Contact: Pamela Toshner, DNR Lake & Watershed Protection Specialist
Pamela.Toshner@wisconsin.gov or 715-635-4073
MADISON, Wis. – The Wisconsin Department of Natural Resources (DNR) today announced the department is launching its Healthy Watersheds, High-Quality Waters initiative to protect the state’s waters.
Wisconsin is home to approximately 17,000 lakes, 650 miles of Great Lakes shoreline, 86,000 miles of streams and 5.3 million acres of additional wetlands. The DNR is committed to protecting these resources for future generations.
The DNR’s Healthy Watersheds, High-Quality Waters statewide initiative provides a road map for how to strike an improved balance between restoration and protection, all while emphasizing and celebrating the wonderful waters of Wisconsin. This new focus on already healthy waterbodies and watersheds – or the healthy land areas that drain to them – celebrates these treasures and draws attention to the ecological, financial and societal benefits of protecting clean water.
This spring, the DNR is engaging key partners to help shape this protection effort.
“Restoration of Wisconsin’s impaired waters is a major focus for the DNR’s Water Quality Program, but there are significant advantages to protecting Wisconsin water resources that are already in good condition,” said Adrian Stocks, DNR Water Quality Program Director. “We are pleased to spotlight our healthy watersheds and the high-quality waters within them and encourage the public to take steps to protect these wonderful waters for recreation now and into the future.”
The Healthy Watersheds, High-Quality Waters (HWHQW or Healthy Watersheds) workgroup studied protection measures taken both statewide and nationally over several years to kick off this project. While the group found examples of beneficial protection activities and projects in Wisconsin and other states, comprehensive statewide water resource protection programs are rare.
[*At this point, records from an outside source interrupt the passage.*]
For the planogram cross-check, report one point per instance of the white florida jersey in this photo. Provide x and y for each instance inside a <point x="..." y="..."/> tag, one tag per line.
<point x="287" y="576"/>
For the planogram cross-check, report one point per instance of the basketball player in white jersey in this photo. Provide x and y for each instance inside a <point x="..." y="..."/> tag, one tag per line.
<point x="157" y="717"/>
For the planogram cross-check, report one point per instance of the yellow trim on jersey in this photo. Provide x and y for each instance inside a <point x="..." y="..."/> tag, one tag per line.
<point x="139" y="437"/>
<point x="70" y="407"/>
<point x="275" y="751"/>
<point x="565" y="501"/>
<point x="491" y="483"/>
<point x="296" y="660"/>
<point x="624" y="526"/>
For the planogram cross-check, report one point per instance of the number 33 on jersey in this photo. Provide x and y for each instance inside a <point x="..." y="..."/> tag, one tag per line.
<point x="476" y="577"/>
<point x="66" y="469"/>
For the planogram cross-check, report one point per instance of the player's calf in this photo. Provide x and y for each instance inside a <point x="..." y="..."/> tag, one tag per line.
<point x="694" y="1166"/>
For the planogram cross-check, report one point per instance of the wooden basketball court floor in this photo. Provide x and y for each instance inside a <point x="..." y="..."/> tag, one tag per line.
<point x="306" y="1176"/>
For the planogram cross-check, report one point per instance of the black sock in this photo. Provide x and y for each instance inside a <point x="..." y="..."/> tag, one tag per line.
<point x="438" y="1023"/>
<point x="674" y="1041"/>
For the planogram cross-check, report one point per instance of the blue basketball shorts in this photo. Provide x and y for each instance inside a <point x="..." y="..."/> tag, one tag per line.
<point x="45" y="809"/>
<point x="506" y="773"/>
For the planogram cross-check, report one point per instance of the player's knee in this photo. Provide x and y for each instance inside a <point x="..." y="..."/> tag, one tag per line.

The Healthy Watersheds project aims to emphasize the protection and promotion of Wisconsin’s healthy watersheds and high-quality waters by establishing clear goals and success measures, beginning with a goal of keeping 100% of the priority healthy watersheds and high-quality waters at or better than their current conditions through 2025. The group is developing a five-year action plan focusing on providing technical assistance to partners, increasing funding utilization for protection and increasing external awareness of the protection priority areas and activities.